Inhibition of lcn2 decreases the effect of surface proteins on the expression levels of osteoclast-related genes and proteins. The expression levels of RANKL-induced osteoclastogenic genes measured by qPCR (A), expression levels of RANKL-induced osteoclastogenic proteins measured by western blotting (B) and quantified (C), and expression levels of NFATc1-downstream genes measured by qPCR (D). The values indicate the mean ± SD of three independent experiments performed in triplicates. The full-length blots are shown in Supplementary Fig. 5.
Heat-treated surface proteins and trypsin-shaved peptides from the bacterial cell surfaces inhibit osteoclastogenesis
In our previous study, heat-killed MJ2 at 100 °C for 30 min showed inhibitory effect on osteoclast differentiation16. Thus, the effect of heat-treated surface proteins on osteoclastogenesis was observed by measuring TRAP activity to investigate whether it showed an effect similar to that of non-heat-treated surface proteins. Similar to the effect of non-heat-treated surface proteins, TRAP activity in the cells treated with heat-treated surface proteins significantly decreased compared with that in the RANKL-only treated group (Fig. 6A). In addition, we investigated whether trypsin-shaved peptides from bacterial cell surfaces could inhibit osteoclastogenesis. Hence, we prepared trypsin-shaved peptides from the bacterial cell surfaces. TRAP activity in trypsin-shaved peptide-treated cells was also significantly decreased compared with that in the RANKL-only treated group (Fig. 6B). The inhibitory effect of trypsin-shaved peptides was similar to or slightly greater than that of surface proteins. Therefore, the inhibitory effect of surface proteins on osteoclastogenesis may not be derived from whole surface proteins.

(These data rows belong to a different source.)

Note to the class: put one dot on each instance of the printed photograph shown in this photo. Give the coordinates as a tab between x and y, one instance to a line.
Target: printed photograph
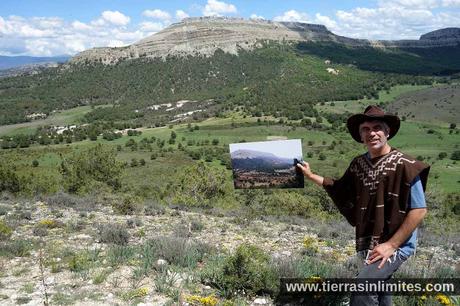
267	164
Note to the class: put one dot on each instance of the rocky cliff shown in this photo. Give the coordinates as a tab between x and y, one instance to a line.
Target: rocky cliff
204	35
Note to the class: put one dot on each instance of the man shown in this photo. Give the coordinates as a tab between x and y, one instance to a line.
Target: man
382	195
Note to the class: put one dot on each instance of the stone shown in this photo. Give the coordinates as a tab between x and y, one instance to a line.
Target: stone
161	262
260	301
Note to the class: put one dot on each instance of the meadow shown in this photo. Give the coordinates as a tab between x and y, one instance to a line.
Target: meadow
171	229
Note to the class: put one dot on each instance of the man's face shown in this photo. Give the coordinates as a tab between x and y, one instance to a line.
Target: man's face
374	134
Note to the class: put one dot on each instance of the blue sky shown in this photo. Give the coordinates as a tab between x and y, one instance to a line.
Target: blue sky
49	28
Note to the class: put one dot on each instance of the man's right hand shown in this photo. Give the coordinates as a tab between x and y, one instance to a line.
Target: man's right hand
305	167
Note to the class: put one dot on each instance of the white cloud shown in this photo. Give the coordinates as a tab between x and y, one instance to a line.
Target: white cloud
157	14
151	26
324	20
410	4
180	14
293	15
217	8
115	17
255	16
40	36
452	3
80	26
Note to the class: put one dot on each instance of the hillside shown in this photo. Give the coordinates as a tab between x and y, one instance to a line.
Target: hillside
294	66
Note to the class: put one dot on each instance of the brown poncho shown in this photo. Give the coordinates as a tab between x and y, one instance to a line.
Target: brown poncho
373	194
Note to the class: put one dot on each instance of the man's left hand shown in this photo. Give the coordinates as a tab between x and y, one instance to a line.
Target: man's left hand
382	251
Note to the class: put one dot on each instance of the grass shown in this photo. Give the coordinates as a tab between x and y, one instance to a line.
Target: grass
60	118
357	106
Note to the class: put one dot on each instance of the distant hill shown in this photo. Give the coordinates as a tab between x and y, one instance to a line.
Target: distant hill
261	67
249	160
7	62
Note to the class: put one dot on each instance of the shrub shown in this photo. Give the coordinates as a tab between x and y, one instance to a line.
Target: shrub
179	251
15	248
249	269
153	209
128	205
455	155
9	180
113	233
97	164
199	185
5	231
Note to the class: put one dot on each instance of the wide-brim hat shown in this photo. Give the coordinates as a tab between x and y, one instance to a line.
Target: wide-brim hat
371	113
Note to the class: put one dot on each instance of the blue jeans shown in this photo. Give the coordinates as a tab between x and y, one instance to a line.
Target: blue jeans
372	271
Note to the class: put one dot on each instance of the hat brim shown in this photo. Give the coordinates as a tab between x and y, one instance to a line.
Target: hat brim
354	121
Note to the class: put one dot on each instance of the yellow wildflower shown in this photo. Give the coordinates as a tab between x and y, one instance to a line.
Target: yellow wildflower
197	300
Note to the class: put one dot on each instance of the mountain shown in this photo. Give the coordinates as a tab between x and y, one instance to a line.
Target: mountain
205	35
7	62
248	160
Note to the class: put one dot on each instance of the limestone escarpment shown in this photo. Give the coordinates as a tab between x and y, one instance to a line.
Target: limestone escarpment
204	35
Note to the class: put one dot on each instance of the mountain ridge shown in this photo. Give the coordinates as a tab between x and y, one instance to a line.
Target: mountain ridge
202	36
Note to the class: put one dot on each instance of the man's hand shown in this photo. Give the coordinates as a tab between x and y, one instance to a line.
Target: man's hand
382	251
305	167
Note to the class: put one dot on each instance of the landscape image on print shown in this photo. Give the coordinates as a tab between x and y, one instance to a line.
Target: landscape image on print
267	164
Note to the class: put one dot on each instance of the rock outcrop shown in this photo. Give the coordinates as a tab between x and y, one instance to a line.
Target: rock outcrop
204	35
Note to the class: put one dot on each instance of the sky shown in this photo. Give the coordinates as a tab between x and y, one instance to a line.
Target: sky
66	27
282	148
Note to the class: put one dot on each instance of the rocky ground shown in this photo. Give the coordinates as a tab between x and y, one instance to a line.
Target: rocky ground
68	260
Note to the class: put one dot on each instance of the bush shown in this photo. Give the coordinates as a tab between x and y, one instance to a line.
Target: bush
5	231
15	248
455	155
97	164
129	205
179	251
113	233
249	269
153	209
9	180
199	185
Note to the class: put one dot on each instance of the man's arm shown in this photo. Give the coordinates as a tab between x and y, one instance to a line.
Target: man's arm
386	250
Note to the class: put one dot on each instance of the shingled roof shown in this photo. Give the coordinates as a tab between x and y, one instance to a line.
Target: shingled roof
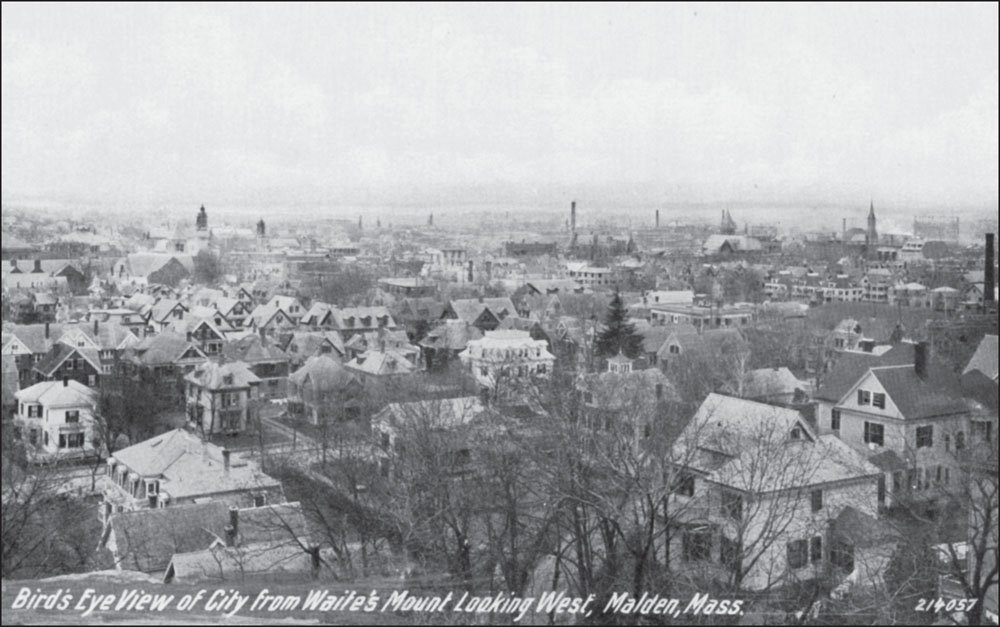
146	539
850	367
937	394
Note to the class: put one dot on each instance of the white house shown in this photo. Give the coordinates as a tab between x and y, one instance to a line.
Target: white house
760	490
507	355
57	417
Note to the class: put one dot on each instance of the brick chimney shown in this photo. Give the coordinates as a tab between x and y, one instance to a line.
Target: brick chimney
988	278
234	521
920	359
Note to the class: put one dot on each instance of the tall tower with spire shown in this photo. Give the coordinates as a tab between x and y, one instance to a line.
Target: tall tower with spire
201	222
871	236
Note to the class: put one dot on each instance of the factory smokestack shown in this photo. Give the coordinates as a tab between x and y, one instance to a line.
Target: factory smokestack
988	278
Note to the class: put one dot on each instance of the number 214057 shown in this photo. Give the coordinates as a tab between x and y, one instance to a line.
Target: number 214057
942	605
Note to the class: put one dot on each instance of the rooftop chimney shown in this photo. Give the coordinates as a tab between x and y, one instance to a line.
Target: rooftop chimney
988	278
920	359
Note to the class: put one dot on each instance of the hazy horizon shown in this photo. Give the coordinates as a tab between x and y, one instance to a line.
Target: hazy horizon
440	105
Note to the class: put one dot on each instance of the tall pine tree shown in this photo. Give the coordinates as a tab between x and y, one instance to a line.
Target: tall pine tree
618	334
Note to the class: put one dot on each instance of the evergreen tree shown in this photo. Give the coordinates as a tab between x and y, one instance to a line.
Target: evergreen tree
618	334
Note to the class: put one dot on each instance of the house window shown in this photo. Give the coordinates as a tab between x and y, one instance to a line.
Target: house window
842	555
729	553
925	436
732	505
817	500
874	433
798	554
816	549
697	545
685	485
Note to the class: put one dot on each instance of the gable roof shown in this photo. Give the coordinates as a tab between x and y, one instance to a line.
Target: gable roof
772	381
745	445
445	413
223	376
60	353
252	350
163	308
389	362
188	466
165	348
850	367
146	539
56	394
322	374
468	310
985	358
453	335
938	394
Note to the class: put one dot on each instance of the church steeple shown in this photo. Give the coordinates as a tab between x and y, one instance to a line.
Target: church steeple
201	222
871	236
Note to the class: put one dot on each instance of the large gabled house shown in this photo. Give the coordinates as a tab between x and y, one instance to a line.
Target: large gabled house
271	319
165	313
220	396
909	418
323	389
56	418
70	362
483	313
163	357
180	468
265	359
758	494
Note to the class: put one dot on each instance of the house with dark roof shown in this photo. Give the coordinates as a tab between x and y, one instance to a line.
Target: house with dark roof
219	397
265	359
323	389
69	362
915	409
179	468
757	490
484	313
269	542
163	357
56	418
302	345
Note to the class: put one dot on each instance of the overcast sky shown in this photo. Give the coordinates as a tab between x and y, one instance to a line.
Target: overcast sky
159	103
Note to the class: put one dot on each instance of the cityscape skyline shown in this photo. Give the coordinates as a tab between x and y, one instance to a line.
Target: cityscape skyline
688	104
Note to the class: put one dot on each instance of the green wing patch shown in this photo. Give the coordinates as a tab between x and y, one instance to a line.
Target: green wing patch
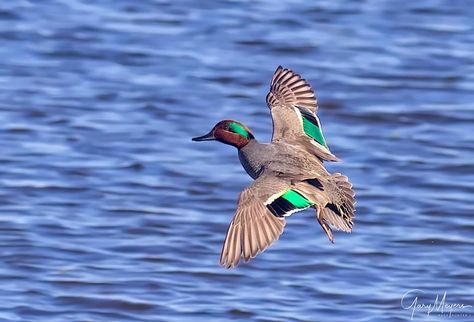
311	126
288	203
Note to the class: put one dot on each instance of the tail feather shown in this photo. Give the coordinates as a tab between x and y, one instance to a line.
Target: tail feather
339	213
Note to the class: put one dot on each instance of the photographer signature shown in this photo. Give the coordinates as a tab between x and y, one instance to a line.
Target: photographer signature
440	306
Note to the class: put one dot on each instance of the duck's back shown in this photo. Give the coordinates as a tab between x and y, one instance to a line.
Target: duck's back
281	158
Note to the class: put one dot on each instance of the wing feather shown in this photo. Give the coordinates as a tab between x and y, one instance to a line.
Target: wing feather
289	97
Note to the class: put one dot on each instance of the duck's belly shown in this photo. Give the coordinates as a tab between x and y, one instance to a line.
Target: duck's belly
254	156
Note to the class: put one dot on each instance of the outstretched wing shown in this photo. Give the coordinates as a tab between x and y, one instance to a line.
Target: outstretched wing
259	219
293	106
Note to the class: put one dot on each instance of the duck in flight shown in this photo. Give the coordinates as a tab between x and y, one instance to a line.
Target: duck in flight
289	175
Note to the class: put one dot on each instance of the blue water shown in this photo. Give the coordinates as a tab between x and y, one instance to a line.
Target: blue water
109	212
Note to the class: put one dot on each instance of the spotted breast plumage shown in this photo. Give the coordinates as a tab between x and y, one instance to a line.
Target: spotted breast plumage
289	175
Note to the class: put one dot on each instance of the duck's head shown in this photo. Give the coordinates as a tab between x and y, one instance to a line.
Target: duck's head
229	132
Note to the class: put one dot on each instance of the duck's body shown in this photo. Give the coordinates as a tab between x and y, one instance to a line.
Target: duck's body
289	173
280	158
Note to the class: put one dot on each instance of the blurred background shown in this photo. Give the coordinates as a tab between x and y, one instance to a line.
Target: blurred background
110	213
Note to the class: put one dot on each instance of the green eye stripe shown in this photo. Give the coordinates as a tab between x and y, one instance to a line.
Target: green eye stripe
239	129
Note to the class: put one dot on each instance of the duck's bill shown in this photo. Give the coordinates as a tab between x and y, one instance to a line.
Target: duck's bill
208	137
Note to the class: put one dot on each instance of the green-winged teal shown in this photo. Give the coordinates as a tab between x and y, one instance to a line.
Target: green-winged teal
289	173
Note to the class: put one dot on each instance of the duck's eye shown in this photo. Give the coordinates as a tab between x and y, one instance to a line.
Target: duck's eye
239	129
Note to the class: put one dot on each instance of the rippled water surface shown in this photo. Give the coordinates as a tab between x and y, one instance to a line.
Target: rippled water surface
110	213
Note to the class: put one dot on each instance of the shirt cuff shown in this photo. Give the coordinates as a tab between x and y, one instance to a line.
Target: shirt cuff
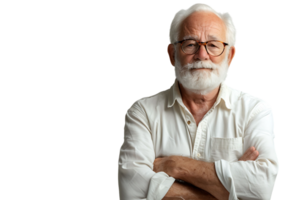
224	174
160	184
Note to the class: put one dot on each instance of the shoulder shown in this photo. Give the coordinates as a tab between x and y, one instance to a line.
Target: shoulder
246	100
151	102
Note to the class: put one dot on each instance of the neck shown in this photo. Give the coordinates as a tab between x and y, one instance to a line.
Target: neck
198	102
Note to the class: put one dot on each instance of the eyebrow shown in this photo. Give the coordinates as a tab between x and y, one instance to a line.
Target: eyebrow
210	37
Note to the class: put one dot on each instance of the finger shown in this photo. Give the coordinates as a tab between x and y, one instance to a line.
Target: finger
248	152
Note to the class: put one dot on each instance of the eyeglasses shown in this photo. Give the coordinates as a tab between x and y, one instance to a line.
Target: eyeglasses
214	47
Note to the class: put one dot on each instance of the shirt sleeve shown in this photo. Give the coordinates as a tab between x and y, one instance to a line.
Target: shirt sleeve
254	179
136	178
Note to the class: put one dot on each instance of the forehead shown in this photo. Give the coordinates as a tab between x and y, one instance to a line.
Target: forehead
202	25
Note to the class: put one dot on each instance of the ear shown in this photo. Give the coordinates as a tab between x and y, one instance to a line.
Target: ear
170	54
232	55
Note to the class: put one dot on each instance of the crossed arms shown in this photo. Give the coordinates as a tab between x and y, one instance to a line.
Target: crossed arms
202	180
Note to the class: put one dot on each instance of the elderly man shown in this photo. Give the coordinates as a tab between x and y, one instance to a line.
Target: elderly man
200	138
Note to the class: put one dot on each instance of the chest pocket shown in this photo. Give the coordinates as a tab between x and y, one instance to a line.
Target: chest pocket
229	149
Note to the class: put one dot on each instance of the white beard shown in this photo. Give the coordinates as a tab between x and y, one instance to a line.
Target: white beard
201	81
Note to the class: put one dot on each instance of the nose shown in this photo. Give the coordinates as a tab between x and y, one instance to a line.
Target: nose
202	54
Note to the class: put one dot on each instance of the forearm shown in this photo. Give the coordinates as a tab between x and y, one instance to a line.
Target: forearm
187	192
202	175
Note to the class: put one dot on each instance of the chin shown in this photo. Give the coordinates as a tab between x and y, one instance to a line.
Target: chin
198	81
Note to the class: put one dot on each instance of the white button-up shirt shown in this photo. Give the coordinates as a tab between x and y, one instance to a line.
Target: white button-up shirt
161	125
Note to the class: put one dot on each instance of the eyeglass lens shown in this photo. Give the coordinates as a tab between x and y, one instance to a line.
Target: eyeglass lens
214	48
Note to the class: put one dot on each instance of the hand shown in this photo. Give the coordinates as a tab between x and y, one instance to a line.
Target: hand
250	154
164	164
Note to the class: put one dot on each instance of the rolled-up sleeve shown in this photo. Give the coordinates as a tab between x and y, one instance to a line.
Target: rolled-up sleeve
254	179
136	178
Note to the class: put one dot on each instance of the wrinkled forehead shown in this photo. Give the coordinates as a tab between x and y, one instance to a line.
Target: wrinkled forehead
202	26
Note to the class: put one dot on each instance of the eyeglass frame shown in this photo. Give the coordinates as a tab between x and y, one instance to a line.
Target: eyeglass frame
202	43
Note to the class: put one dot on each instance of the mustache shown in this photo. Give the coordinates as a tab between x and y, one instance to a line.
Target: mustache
201	64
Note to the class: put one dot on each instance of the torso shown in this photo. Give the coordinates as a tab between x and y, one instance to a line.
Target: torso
198	118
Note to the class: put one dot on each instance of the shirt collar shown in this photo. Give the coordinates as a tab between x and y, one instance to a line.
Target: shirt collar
224	94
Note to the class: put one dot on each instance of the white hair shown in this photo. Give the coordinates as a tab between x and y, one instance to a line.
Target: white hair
232	32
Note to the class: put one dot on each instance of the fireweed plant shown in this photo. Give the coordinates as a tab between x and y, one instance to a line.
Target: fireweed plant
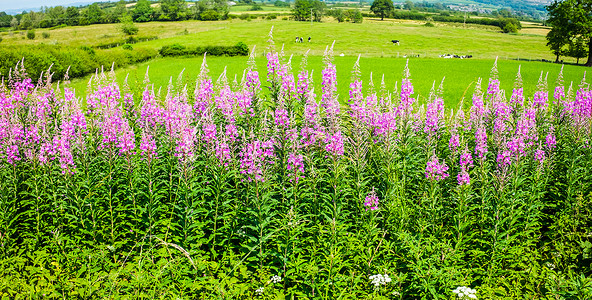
207	192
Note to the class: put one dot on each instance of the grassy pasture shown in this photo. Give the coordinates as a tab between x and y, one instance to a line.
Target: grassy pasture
460	75
371	38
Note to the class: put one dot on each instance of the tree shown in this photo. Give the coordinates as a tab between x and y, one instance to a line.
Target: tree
302	10
409	5
382	8
72	16
142	11
570	20
93	14
127	26
577	49
173	10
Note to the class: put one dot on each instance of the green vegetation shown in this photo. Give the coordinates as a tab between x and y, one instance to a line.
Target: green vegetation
31	34
460	75
382	8
571	34
80	61
304	10
240	49
127	26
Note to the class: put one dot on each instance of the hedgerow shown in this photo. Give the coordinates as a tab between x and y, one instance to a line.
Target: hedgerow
273	189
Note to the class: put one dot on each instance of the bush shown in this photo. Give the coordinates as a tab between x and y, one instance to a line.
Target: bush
240	49
131	40
173	50
81	61
510	28
256	7
209	15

Effects of heat-treated-surface proteins and trypsin-shaved peptides on osteoclast differentiation. RANKL-induced osteoclast formation was measured using TRAP activity assay. TRAP activities of RANKL-induced cells treated with heat-treated surface proteins (10 μg/mL) (A) and trypsin-shaved peptides (B) were measured. The values indicate the mean ± SD of three independent experiments performed in triplicates.
Identification of surface proteins extracted from P. freudenreichii MJ2
To identify the surface proteins from MJ2, Gu-HCl-extracted proteins were digested with trypsin and LC–MS/MS was performed. A list of proteins that matched more than five unique peptides and a score > 50 from P. freudenreichii-derived proteins was obtained by searching the MS/MS spectra (Table 2). Interestingly, chaperonins and heat shock proteins were the main Gu-HCl-extracted surface proteins.
Discussion
The surface layer components of some probiotic gram-positive bacteria, mainly proteins, glycoproteins, and lipoteichoic acids, have been studied for their probiotic effects, such as anti-inflammatory activity and inhibition of pathogen infection19. Surface proteins from P. freudenreichii have immunomodulatory properties in peripheral blood mononuclear cells and involve in adhesion to colon cells14,20. Surface proteins show immunomodulatory effects in the intestine21,22, which suggests that surface proteins obtained from probiotics may be developed as a treatment for immune-related diseases, such as inflammation, after evaluating their clinical effects. In this study, surface proteins of MJ2 inhibited the expression of NFATc1 and also of Ctsk, Calcr, and Atp6vod2 which engage in bone resorption by osteoclast23. TRAP and F-actin staining showed that surface proteins decreased the formation of mature osteoclasts. Thus, surface proteins of MJ2 showed inhibitory effect on osteoclast differentiation, suggesting that surface proteins of MJ2 might be developed as a treatment of RA.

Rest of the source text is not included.